Closed 1601214542 closed 6 years ago
Thanks! Well first the v0 version is much harder environment to train than the one in paper as actions are randomly repeated 0.25 of the time and the frames are stochastically sampled from 2-4. To match environment of paper use SpaceInvadersDeterministic-v4 as that seems closes to what was in paper.
Also set set args of --count-lives True As lives are episodic in paper and particularly helps with space invaders.
yes architecture is different. I tried to make improvements where I could to it. Its larger network to tackle the particularly hard v0 environments. Its performs better than model in paper
Thanks! And I want to share some comments given by Dr. Mnih (author of the paper) https://github.com/muupan/async-rl/wiki. The learning rate decreases linearly.
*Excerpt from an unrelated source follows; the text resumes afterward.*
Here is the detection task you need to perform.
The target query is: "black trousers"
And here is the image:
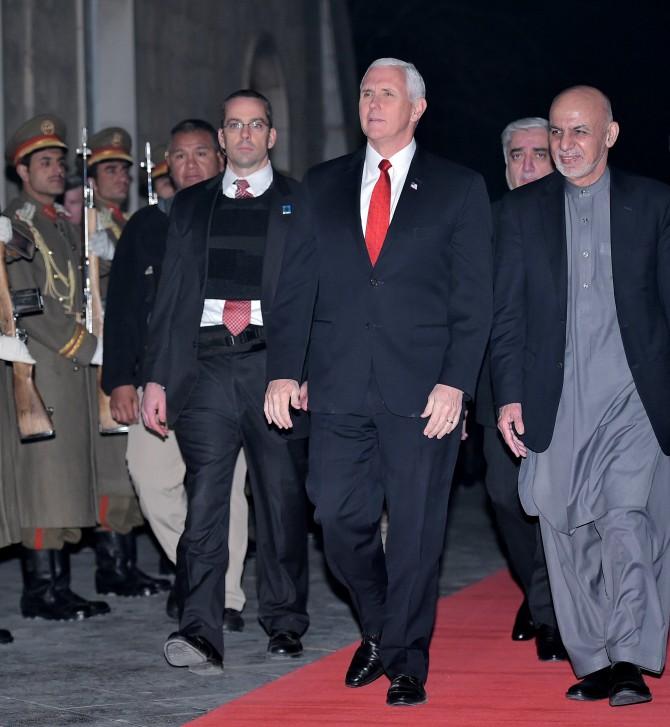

Besides, I have found a little error(maybe) in 73 line of shared_optim.py where "avg = squareavg.sqrt().add(group['eps'])" may be "avg = squareavg.add(group['eps']).sqrt()”
And can you tell me where to find the corresponding game version of the original paper ? For example, in this paper, it demonstrates the performance of SpaceInvader, but for what version, v0 or SpaceInvadersDeterministic-v4. Where can I find information like those. Thank you!
'''avg = squareavg.sqrt().add(group['eps'])" may be "avg = squareavg.add(group['eps']).sqrt()'''
Its correct as it is. Eps should be on the outside as its there to avoid dividing by zero
Here is deep mind ale wrap. should give you info on their implementation https://github.com/deepmind/alewrap/blob/master/alewrap/GameEnvironment.lua
though they have not bees super consistent on their setup from paper to paper
cool project! But how long have you trained for each Atari game. I have trained the SpaceInvader-v0 for 13 hours, with 16 cpus but the reward is still in 790. However, according to the original paper, when the hour is 14, the performance has reached 1400. How can I train faster. Another problem is that the network architecture is different from the original paper proposed. Does that affect the performance ? Thank you!